Pseudo-gaucher cells occur due to increased cell turnover, thereby leading to a relative enzyme deficiency [5]. Gaucher-like or pseudo-Gaucher cells have been seen in a variety of conditions such as acute lymphoblastic leukemia, Hodgkin’s disease, thalassemia, and multiple myeloma [6]. On electron microscopy, Gaucher cells contain tubular cytoplasmic inclusions, which are absent in pseudo-Gaucher cells that instead contain crystals. These are derived from increased load of leukocyte membrane derived glucosyl-ceramide presented to macrophages under conditions of high cell turnover [5]. Gaucher-like cells in bone marrow have also been reported in cases of atypical mycobacterial infection especially in immunocompromised patients [7]. Therefore, stains for acid fast bacilli (AFB) were performed which were negative in our case.

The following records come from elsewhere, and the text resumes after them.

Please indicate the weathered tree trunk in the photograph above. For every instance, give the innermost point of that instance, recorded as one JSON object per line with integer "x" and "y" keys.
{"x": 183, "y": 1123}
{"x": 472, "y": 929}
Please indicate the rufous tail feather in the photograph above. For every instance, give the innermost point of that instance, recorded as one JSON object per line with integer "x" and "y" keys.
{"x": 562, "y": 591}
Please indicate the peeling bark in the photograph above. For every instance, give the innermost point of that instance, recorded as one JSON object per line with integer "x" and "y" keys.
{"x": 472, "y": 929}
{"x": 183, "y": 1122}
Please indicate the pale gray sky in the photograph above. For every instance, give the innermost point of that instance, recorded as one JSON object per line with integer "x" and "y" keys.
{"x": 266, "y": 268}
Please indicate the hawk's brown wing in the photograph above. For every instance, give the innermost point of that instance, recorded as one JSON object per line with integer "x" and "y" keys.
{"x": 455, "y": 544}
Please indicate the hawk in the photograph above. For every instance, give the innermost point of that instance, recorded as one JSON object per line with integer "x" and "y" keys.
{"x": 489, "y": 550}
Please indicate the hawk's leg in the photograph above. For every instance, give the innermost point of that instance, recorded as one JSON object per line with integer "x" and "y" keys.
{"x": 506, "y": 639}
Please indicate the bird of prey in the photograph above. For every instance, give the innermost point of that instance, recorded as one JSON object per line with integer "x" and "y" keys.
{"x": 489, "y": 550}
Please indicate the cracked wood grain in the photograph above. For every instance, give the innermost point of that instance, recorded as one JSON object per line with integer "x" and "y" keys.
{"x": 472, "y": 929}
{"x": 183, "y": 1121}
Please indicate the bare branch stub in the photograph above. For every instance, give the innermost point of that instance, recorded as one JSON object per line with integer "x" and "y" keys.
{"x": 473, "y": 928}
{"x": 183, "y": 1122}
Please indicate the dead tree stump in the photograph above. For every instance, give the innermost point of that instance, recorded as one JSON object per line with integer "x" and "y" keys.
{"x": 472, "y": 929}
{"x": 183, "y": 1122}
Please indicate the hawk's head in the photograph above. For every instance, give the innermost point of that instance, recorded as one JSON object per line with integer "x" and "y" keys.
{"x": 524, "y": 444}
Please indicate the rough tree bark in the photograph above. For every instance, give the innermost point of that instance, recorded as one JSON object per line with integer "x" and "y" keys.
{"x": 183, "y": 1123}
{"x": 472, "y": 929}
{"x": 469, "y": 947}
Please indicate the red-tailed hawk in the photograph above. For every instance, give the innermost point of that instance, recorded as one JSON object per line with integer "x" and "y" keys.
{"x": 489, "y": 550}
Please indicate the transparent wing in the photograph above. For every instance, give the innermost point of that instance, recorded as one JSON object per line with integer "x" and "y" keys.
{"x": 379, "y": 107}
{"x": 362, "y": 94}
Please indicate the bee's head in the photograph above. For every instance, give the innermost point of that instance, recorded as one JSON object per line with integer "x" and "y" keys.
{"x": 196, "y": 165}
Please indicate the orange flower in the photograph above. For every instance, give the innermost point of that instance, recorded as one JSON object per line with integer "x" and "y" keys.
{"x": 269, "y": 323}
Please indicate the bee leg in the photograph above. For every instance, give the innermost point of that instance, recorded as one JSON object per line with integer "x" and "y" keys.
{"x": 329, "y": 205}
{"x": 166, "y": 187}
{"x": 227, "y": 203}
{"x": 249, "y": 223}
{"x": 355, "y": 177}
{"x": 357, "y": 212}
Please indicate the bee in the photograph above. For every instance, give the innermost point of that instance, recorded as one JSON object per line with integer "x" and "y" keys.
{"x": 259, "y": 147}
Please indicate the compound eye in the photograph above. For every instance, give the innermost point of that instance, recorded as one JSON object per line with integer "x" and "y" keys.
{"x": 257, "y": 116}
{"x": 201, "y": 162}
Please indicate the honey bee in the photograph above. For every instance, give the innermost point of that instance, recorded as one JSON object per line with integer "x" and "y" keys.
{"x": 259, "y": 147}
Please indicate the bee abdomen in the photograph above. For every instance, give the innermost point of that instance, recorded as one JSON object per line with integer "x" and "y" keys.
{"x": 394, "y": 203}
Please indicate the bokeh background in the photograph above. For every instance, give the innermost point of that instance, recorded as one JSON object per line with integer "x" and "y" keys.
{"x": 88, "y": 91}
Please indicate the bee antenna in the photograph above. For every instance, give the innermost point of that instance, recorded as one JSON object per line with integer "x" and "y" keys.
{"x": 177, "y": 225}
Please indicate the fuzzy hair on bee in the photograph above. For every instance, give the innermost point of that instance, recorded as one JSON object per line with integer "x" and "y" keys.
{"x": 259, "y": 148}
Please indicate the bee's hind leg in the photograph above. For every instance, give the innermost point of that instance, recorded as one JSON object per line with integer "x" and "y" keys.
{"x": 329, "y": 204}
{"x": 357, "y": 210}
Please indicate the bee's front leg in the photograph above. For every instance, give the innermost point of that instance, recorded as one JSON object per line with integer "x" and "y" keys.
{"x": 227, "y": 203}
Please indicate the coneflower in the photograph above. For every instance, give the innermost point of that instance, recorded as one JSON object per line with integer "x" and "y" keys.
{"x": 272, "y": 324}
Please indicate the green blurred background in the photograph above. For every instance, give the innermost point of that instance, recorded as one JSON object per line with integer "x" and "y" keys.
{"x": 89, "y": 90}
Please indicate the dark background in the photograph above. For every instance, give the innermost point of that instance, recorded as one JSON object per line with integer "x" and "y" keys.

The spleen as well as the bone marrow of this child revealed gaucher-like cells. Definite diagnosis of Gaucher’s disease was made by measuring the β glucocerebrosidase activity in the presence of organomegaly, cytopenias and typical Gaucher cells.
This case report highlights the co-existence of gaucher disease and homozygous Hb E. Association of pseudo-Gaucher cells with thalassemia has been studied and many case reports been published in the past. However, such a case is unreported so far to the best of our knowledge.